Skip to content

Conversations Table Schema

The conversations table — schema design for the inbox

One query must return Alice's full conversation list, sorted by most recent first. The schema must support that without N+1 lookups.


What the inbox query needs#

Alice opens WhatsApp. Her client needs:

For user_id = alice:
  → all conversation rows
  → sorted by last_message_timestamp, most recent first
  → paginated: top 20 first, more on scroll
  → each row contains: conv_id, last_message_preview, last_ts, unread_count

Everything needed to render the inbox in a single query. No follow-up lookups per row.


Schema design#

Table: conversations

PK (partition key) = user_id
SK (sort key)      = last_message_timestamp

Attributes:
  conv_id
  last_message_preview
  unread_count

The partition key is user_id alone — not user_id + conv_id.
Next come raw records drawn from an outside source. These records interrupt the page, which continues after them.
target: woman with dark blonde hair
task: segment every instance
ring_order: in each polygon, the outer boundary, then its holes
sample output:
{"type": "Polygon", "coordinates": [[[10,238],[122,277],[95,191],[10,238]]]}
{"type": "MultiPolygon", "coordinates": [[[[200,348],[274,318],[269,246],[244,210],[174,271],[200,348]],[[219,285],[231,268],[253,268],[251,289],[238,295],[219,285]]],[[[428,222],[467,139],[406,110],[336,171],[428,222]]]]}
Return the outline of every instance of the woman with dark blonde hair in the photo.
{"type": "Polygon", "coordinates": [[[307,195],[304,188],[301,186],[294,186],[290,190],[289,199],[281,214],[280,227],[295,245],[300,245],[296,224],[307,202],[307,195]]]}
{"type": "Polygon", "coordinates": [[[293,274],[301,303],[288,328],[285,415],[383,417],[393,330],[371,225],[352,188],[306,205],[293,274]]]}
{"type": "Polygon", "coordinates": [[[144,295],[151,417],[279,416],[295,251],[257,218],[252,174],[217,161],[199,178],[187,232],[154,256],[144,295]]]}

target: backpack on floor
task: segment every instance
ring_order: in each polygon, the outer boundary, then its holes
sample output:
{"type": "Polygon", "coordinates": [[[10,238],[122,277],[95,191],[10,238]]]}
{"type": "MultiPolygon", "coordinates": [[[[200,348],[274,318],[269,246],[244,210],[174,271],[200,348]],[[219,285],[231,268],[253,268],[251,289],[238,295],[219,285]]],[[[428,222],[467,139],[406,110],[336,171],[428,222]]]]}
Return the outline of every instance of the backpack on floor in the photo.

If you combined both into the partition key, you'd need to know the conv_id upfront to query the row, which defeats the purpose. You'd be back to N+1.

With PK = user_id, a single query fetches every row for Alice:

GET all rows WHERE PK = alice
ORDER BY SK DESC
LIMIT 20

Returns Alice's 20 most recent conversations in one round trip.


Why the sort key choice matters#

The sort key determines how rows are physically ordered within Alice's partition. DynamoDB (and Cassandra) store rows sorted by SK on disk — so the database can return them in order without scanning and sorting at query time.

If SK is last_message_timestamp, the most recent conversation is always at the top. The inbox query is a simple range scan from the top of Alice's partition.

This is the right shape for the read path. But the SK choice has a significant cost on the write path — covered in the next file.

Interview framing

"PK is user_id — gives us all conversations for a user in one query. SK is last_message_timestamp — gives us sort order for free. Attributes store the denormalized preview data so we never need to join to the messages table."